This documentation is for an unreleased version of Apache Flink Machine Learning Library. We recommend you use the latest stable version.
Quick Start #
This document provides a quick introduction to using Flink ML. Readers of this document will be guided to create a simple Flink job that trains a Machine Learning Model and uses it to provide prediction service.

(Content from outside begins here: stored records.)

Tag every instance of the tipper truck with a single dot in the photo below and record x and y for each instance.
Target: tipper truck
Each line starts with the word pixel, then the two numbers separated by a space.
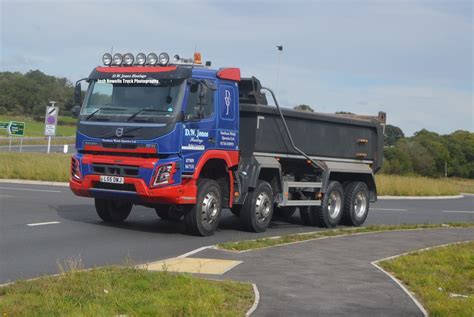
pixel 188 140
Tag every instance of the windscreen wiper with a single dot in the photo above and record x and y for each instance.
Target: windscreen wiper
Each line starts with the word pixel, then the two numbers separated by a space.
pixel 102 108
pixel 143 110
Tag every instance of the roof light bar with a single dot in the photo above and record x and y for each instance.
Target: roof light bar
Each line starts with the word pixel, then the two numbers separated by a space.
pixel 128 59
pixel 152 59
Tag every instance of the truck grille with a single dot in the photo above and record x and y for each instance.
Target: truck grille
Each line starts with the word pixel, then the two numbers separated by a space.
pixel 121 187
pixel 115 170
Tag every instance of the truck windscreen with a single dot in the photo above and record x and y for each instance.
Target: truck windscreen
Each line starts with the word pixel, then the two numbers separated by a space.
pixel 118 102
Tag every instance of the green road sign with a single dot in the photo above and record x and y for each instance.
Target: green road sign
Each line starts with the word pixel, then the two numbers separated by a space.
pixel 16 128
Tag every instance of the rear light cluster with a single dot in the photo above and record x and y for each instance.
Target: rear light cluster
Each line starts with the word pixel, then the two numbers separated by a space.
pixel 75 169
pixel 164 175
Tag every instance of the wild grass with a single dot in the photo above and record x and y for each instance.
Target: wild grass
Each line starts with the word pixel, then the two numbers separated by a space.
pixel 395 185
pixel 442 278
pixel 66 125
pixel 274 241
pixel 35 166
pixel 124 291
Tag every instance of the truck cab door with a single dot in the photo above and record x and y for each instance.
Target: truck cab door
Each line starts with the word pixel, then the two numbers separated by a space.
pixel 199 126
pixel 228 116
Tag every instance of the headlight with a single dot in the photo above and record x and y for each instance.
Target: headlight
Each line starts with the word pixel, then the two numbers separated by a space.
pixel 128 59
pixel 163 59
pixel 151 59
pixel 141 59
pixel 117 59
pixel 107 59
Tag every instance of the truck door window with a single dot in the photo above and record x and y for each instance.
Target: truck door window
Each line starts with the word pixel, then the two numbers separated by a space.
pixel 192 104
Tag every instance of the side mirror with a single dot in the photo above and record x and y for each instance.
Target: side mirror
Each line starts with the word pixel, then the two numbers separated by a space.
pixel 75 111
pixel 77 95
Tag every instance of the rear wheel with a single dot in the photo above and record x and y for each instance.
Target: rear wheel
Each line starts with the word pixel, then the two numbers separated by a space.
pixel 112 210
pixel 203 218
pixel 257 211
pixel 329 214
pixel 356 205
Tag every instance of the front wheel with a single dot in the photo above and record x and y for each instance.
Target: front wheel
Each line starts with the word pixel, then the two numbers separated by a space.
pixel 356 205
pixel 112 210
pixel 257 211
pixel 203 218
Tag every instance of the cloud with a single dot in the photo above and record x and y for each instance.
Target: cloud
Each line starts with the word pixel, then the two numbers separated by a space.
pixel 364 55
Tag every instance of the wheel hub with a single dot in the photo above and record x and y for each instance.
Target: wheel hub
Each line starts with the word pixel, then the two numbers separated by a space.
pixel 210 208
pixel 263 207
pixel 360 204
pixel 334 204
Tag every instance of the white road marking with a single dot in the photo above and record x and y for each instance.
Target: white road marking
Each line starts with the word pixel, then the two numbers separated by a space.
pixel 32 189
pixel 388 209
pixel 460 211
pixel 43 223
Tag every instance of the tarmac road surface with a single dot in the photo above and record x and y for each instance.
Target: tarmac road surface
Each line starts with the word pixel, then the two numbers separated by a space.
pixel 41 226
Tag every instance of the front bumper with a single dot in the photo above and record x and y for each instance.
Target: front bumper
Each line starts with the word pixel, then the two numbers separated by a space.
pixel 184 193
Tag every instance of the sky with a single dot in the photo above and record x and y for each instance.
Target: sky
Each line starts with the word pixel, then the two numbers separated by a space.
pixel 410 59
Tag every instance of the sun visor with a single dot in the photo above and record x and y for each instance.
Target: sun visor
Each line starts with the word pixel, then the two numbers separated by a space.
pixel 140 73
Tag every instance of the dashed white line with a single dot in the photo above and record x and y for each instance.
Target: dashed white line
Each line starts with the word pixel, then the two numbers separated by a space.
pixel 388 209
pixel 42 223
pixel 32 189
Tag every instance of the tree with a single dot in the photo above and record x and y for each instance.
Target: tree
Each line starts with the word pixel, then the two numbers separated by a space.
pixel 303 107
pixel 392 135
pixel 28 94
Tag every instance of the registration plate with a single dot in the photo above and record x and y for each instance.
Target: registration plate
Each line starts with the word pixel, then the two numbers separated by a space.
pixel 111 179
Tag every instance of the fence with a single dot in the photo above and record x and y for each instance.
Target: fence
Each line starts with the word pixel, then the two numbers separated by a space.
pixel 59 144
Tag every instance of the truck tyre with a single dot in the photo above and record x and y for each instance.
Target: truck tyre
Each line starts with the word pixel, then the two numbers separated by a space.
pixel 285 212
pixel 112 210
pixel 257 211
pixel 356 204
pixel 329 214
pixel 203 218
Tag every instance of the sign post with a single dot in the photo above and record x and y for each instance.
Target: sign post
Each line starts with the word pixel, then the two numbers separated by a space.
pixel 15 129
pixel 50 122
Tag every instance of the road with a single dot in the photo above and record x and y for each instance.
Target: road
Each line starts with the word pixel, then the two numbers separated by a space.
pixel 38 148
pixel 41 226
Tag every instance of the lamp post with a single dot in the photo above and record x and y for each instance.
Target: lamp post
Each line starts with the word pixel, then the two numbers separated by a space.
pixel 280 50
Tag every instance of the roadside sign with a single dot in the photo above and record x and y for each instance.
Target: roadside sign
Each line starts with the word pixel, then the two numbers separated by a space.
pixel 51 120
pixel 16 128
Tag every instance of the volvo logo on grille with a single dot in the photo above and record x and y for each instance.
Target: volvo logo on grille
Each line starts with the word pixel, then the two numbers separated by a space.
pixel 119 132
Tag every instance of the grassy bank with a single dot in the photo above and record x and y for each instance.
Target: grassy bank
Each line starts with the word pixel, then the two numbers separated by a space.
pixel 66 126
pixel 273 241
pixel 394 185
pixel 35 166
pixel 442 278
pixel 117 291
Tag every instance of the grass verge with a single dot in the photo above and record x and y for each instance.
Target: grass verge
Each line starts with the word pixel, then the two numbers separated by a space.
pixel 395 185
pixel 124 291
pixel 66 125
pixel 442 278
pixel 274 241
pixel 35 166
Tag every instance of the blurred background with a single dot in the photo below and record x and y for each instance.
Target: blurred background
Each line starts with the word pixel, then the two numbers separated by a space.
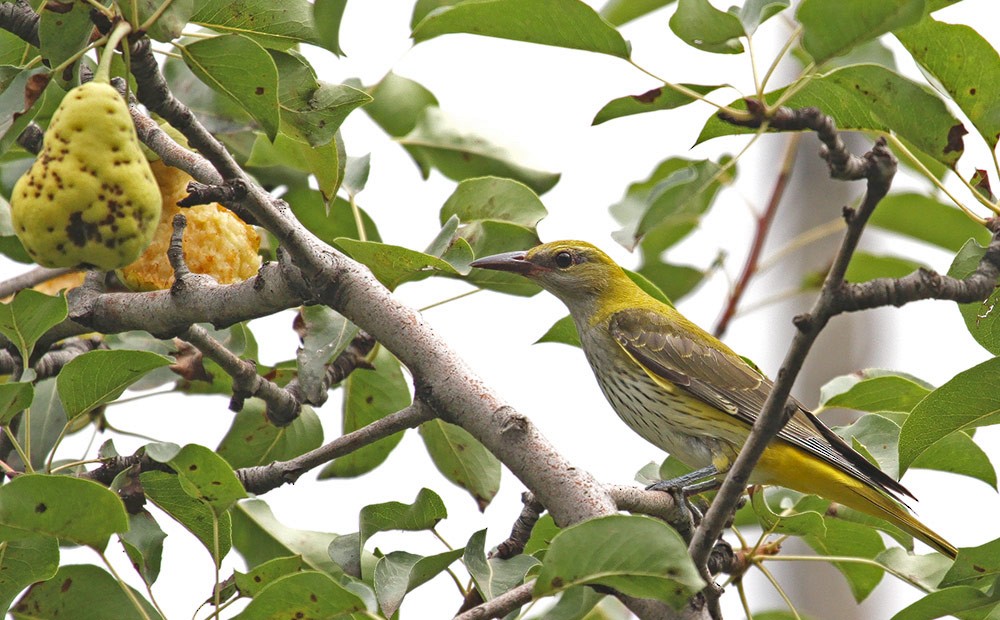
pixel 539 103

What Will You Be Building? #
Kmeans is a widely-used clustering algorithm and has been supported by Flink ML. This walkthrough guides you to create a Flink job with Flink ML that initializes and trains a Kmeans model, and finally uses it to predict the cluster id of certain data points.
Prerequisites #
This walkthrough assumes that you have some familiarity with Python, but you should be able to follow along even if you come from a different programming language.
Help, I’m Stuck! #
If you get stuck, check out the community support resources. In particular, Apache Flink’s user mailing list is consistently ranked as one of the most active of any Apache project and a great way to get help quickly.
How To Follow Along #
If you want to follow along, you will require a computer with:
- Java 8
- Maven 3
- Python 3.7 or 3.8
Please walk through this guideline to build and install Flink ML’s Python SDK in your local environment.
Writing a Flink ML Python Program #
Flink ML programs begin by setting up the StreamExecutionEnvironment
to
execute the Flink ML job. You would have been familiar with this concept if you
have experience using Flink. For the example program in this document, a simple
StreamExecutionEnvironment
without specific configurations would be enough.
Given that Flink ML uses Flink’s Table API, a StreamTableEnvironment
would
also be necessary for the following program.
# create a new StreamExecutionEnvironment
env = StreamExecutionEnvironment.get_execution_environment()
# create a StreamTableEnvironment
t_env = StreamTableEnvironment.create(env)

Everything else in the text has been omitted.